Question

At the eight corners of a cube of side \[10\,{\text{cm}}\], equal charges each of value \[10\,{\text{C}}\] are placed. The potential at the centre of the cube is
A. \[83.14 \times {10^{11}}{\text{V}}\]
B. \[16.62 \times {10^{11}}{\text{V}}\]
C. \[1.66 \times {10^{11}}{\text{V}}\]
D. \[1662.7 \times {10^{11}}{\text{V}}\]

Answer 1

Hint:First, recall the formula for potential at a point due to a charge. Here eight charges are there at eight corners of the cube, distance of centre from all eight corners of a cube is the same. So, find the potential at the centre due to one charge and then use this value to find the total potential at the centre.

Complete step by step answer:
Given, side of the cube, \[d = 10\,{\text{cm}} = 0.1\,{\text{m}}\]. Charge on each corner of the cube, \[Q = 10\,{\text{C}}\]. Potential at a point due to a charge is given by the formula,
\[V = \dfrac{{kq}}{r}\] ………....(i)
where \[q\] is the charge, \[r\] is the distance between the charge and the point and \[k = 9 \times {10^9}\,{\text{N}}{{\text{m}}^{\text{2}}}{{\text{C}}^{{\text{ - 2}}}}\] is proportionality constant.

Potential due to all eight charges at the corner at the centre of the cube will be the same as the distance of the centre from all the corners of the cube are the same and the charges are also equal.We will now have to find the distance of the centre of the cube from one of the corners of the cube.Distance of the centre to one of the corners of the cube will be half of the diagonal of the cube passing through the centre of the cube.Diagonal of a cube passing through its centre is written as,
\[D = \sqrt 3 a\] where \[a\] is the side of the cube.
Here side of the cube is \[d = 0.1\,{\text{m}}\] so, diagonal of the cube passing through its centre is,
\[D = \sqrt 3 \times 0.1\]
The distance of the centre of the cube to one of its corner will be,
\[r = \dfrac{D}{2}\]
Putting the value of \[D\] we get,
\[r = \dfrac{{\sqrt 3 \times 0.1}}{2}\]
\[ \Rightarrow r = 0.05\sqrt 3 \,{\text{m}}\]
Here the charge is \[Q = 10\,{\text{C}}\] and \[r = 0.05\sqrt 3 \,{\text{m}}\]. Putting these values in equation (i), we get
\[V = \dfrac{{k \times 10}}{{0.05\sqrt 3 \,}}\]
Putting the value of \[k = 9 \times {10^9}\,{\text{N}}{{\text{m}}^{\text{2}}}{{\text{C}}^{{\text{ - 2}}}}\], we get
\[V = \dfrac{{9 \times {{10}^9} \times 10}}{{0.05\sqrt 3 \,}}\]
\[ \Rightarrow V = \dfrac{{9 \times {{10}^9} \times 10 \times 100}}{{5\sqrt 3 \,}}\]
\[ \Rightarrow V = \dfrac{{9 \times {{10}^9} \times 2 \times 100}}{{\sqrt 3 \,}}\]
\[ \Rightarrow V = \dfrac{{18 \times {{10}^{11}}}}{{\sqrt 3 \,}}\]
\[ \Rightarrow V = 10.39\, \times {10^{11}}{\text{V}}\]
This is the potential at the centre due to one charge at the corner. So, potential at the centre due to eight charges at each corner of the cube will be,
\[{V_{total}} = 8V\]
Putting the value of \[V\] we get,
\[{V_{total}} = 8 \times 10.39 \times {10^{11}}{\text{V}}\]
\[ \therefore {V_{total}} = 83.138 \times {10^{11}}{\text{V}} \approx {\text{83}}{\text{.14}} \times {10^{11}}{\text{V}}\]

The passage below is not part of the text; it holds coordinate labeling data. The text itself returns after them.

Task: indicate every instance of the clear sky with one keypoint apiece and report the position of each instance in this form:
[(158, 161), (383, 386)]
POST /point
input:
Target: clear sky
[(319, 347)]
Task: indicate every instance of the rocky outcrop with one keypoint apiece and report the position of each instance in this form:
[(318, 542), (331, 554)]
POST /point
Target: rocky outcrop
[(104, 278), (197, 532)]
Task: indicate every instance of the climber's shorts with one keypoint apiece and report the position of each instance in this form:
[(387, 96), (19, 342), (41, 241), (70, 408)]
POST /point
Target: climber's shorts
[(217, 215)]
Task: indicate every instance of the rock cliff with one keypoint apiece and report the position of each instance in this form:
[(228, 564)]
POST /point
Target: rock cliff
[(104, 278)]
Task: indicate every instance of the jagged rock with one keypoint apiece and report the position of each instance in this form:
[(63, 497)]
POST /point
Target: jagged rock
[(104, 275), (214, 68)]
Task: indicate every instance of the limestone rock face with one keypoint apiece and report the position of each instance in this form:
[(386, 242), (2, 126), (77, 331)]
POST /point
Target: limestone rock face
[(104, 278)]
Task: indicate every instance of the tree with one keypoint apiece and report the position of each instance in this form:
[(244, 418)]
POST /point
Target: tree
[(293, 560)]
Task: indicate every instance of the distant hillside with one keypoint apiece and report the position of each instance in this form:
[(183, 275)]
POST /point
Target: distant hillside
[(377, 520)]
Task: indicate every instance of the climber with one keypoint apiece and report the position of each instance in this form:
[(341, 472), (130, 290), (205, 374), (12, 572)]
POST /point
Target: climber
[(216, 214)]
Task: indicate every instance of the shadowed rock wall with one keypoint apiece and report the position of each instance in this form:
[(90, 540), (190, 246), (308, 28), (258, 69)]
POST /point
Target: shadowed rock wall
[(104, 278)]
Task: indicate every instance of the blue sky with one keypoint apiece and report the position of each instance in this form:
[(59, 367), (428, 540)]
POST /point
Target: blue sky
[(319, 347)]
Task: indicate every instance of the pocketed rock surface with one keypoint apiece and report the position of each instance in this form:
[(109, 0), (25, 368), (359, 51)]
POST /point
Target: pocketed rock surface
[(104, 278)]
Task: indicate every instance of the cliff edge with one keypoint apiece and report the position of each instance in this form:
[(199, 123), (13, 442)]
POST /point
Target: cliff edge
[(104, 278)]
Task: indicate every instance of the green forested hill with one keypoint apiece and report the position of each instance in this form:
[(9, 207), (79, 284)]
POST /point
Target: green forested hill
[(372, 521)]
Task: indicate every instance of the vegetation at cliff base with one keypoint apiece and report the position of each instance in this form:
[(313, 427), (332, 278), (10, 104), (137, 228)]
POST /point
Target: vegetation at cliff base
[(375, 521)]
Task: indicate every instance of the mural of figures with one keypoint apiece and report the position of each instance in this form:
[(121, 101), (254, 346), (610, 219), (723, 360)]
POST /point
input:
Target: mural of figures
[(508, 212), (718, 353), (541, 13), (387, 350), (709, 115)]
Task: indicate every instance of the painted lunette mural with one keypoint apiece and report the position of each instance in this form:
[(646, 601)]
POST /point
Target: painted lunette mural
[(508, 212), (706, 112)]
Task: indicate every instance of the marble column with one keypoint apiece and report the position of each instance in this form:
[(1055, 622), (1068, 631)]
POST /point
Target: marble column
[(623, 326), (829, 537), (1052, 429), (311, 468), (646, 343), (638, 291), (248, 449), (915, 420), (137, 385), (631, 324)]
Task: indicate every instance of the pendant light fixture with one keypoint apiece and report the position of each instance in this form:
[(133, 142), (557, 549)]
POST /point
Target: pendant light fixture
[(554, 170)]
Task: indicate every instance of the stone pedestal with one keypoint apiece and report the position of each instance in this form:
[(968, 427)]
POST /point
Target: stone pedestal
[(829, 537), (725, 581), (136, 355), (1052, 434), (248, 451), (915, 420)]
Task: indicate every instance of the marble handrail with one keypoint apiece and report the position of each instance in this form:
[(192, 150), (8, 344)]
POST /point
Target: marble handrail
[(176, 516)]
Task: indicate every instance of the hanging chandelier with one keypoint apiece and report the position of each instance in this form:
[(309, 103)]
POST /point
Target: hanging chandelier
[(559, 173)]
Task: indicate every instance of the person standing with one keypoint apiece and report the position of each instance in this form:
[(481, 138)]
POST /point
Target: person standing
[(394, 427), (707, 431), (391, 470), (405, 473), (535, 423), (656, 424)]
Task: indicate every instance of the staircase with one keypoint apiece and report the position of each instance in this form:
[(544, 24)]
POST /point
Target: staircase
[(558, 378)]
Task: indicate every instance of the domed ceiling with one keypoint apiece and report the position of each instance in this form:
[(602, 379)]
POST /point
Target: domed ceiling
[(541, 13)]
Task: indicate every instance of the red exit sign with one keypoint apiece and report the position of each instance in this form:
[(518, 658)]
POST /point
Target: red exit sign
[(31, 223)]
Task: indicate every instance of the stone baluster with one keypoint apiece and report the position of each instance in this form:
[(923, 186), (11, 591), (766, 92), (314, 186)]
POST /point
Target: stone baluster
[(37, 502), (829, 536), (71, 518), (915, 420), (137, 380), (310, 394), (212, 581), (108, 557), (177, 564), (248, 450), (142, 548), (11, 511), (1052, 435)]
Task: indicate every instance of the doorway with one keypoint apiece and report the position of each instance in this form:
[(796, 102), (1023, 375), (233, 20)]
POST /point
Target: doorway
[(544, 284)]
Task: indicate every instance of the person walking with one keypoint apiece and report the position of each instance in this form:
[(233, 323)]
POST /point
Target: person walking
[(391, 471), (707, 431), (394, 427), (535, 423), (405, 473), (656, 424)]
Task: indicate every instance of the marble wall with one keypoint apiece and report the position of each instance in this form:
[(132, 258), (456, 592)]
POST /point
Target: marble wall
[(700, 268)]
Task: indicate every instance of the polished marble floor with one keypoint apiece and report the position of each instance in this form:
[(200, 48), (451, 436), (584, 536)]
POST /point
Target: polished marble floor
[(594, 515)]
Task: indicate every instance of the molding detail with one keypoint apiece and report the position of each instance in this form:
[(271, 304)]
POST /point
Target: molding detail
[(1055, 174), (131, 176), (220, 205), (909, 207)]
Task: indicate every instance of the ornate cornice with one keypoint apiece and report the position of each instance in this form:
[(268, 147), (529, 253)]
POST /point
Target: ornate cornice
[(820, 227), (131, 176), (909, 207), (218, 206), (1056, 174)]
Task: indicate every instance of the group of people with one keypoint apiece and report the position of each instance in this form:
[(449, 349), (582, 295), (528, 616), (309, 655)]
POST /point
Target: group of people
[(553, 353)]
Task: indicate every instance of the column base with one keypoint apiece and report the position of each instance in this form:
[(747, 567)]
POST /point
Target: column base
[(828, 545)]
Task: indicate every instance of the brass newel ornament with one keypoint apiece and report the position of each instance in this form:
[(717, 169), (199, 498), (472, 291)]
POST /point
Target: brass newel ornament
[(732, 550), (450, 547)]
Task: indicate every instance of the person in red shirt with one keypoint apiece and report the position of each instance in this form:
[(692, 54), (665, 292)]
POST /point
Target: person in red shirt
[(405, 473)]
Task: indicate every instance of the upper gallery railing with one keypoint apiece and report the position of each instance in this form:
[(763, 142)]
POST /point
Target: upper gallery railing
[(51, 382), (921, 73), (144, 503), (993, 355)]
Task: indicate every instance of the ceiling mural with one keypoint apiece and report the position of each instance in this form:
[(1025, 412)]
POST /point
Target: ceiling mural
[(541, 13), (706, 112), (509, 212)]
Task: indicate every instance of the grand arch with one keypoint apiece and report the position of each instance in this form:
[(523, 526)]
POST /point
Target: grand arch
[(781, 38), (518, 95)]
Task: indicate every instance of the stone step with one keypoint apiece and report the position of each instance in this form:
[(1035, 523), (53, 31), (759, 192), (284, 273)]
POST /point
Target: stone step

Hence, the correct answer is option A.

Note:We were asked to find the potential at the centre, so we found out potential due to a single charge and used to find the total potential as the distance and charge were equal. But, if we are asked to find potential at a point other than the centre of the cube then we have to calculate the potential due to each charge separately and add them to find the total potential.